The 737, registration N62AF, had been deiced before pushback, but a long delay between deicing and departure left it accumulating fresh snow and ice on the wings as it waited in the falling snow for takeoff clearance. Critically, the crew did not switch on the engine anti-ice system. Without it, the engine pressure probes iced over and gave falsely high thrust readings; the engines were in fact producing substantially less power than the gauges indicated. On the takeoff roll the captain pressed on despite the first officer twice voicing concern that the readings looked wrong. Contaminated by ice and under-powered, the aircraft lifted off, struggled to climb, stalled, and came down on the bridge and into the river.

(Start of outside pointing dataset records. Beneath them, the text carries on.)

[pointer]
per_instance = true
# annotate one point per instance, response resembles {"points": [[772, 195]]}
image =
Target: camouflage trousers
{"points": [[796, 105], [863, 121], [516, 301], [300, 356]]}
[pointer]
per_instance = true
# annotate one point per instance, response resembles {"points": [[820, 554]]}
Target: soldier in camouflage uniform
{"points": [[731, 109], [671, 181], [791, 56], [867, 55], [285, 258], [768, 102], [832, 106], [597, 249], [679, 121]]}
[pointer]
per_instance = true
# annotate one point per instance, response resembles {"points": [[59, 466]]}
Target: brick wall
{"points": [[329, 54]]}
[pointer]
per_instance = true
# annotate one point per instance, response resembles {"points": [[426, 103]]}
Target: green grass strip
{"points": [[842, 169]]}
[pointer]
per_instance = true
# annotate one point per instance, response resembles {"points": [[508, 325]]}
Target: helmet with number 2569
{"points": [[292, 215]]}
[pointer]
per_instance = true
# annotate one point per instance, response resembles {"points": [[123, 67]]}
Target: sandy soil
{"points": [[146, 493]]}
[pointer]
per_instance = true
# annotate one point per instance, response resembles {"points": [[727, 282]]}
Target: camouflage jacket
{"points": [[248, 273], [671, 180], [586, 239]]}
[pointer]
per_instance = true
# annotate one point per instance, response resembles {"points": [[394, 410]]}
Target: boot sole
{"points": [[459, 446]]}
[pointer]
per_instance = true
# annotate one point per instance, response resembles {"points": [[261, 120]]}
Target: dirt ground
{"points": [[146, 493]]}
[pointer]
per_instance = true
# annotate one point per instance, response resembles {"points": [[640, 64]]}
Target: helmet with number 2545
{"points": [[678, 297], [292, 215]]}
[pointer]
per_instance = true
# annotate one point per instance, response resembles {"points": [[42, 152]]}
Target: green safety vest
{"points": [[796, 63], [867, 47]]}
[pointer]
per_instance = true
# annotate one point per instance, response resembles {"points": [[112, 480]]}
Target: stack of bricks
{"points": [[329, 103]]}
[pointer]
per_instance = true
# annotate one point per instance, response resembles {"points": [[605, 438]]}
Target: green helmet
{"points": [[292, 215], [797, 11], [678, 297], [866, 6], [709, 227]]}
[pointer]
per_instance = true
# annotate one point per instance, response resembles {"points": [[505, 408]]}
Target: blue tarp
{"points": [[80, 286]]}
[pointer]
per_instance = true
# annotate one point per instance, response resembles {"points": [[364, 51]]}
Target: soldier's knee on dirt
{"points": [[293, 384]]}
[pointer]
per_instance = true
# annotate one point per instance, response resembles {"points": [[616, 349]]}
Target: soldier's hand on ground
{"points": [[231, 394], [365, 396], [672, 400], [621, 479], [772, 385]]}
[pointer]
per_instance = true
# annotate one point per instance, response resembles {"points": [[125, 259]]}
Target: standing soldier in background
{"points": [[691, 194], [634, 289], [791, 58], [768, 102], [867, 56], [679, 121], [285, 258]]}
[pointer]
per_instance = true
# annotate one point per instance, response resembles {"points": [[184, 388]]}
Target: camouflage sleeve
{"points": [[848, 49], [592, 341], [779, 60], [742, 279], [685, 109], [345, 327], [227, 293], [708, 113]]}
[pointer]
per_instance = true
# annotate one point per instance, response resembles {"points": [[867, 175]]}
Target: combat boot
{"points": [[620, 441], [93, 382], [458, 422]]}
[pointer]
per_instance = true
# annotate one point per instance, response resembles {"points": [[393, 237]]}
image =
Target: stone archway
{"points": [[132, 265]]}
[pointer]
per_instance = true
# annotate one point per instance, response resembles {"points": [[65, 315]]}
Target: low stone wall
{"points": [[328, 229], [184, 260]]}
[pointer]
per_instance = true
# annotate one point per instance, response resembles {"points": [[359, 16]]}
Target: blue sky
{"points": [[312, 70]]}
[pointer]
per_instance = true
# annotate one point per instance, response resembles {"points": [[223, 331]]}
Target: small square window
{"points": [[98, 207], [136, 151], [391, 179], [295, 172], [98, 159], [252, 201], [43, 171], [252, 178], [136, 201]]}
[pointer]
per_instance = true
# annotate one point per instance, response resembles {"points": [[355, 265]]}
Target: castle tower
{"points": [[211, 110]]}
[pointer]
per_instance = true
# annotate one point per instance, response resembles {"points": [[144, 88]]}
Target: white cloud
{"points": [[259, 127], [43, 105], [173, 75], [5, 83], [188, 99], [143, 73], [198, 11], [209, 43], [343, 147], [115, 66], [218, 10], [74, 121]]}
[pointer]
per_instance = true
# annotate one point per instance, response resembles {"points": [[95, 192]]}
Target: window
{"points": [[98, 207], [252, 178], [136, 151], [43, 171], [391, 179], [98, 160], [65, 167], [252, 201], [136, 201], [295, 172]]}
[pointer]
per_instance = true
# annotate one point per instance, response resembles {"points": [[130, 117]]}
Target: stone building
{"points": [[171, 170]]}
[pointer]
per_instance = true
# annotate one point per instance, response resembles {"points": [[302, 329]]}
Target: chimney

The NTSB determined the probable cause to be the flight crew’s failure to use engine anti-ice during ground operation and takeoff, their decision to take off with snow and ice on the wings, and the captain’s failure to reject the takeoff when the first officer drew attention to the anomalous engine readings. Contributing factors included the prolonged ground delay after deicing, the known tendency of the 737 to pitch up when its leading edges are contaminated, and the crew’s limited experience operating jet transports in winter conditions.

The crash drove lasting changes in cold-weather operating procedures, in deicing and holdover practice, and in the training of crews for winter takeoffs. It also entered the public record for the conduct of the rescue, including a passenger who repeatedly passed a helicopter lifeline to others before slipping beneath the ice, and the bystanders and aircrews who pulled survivors from the river.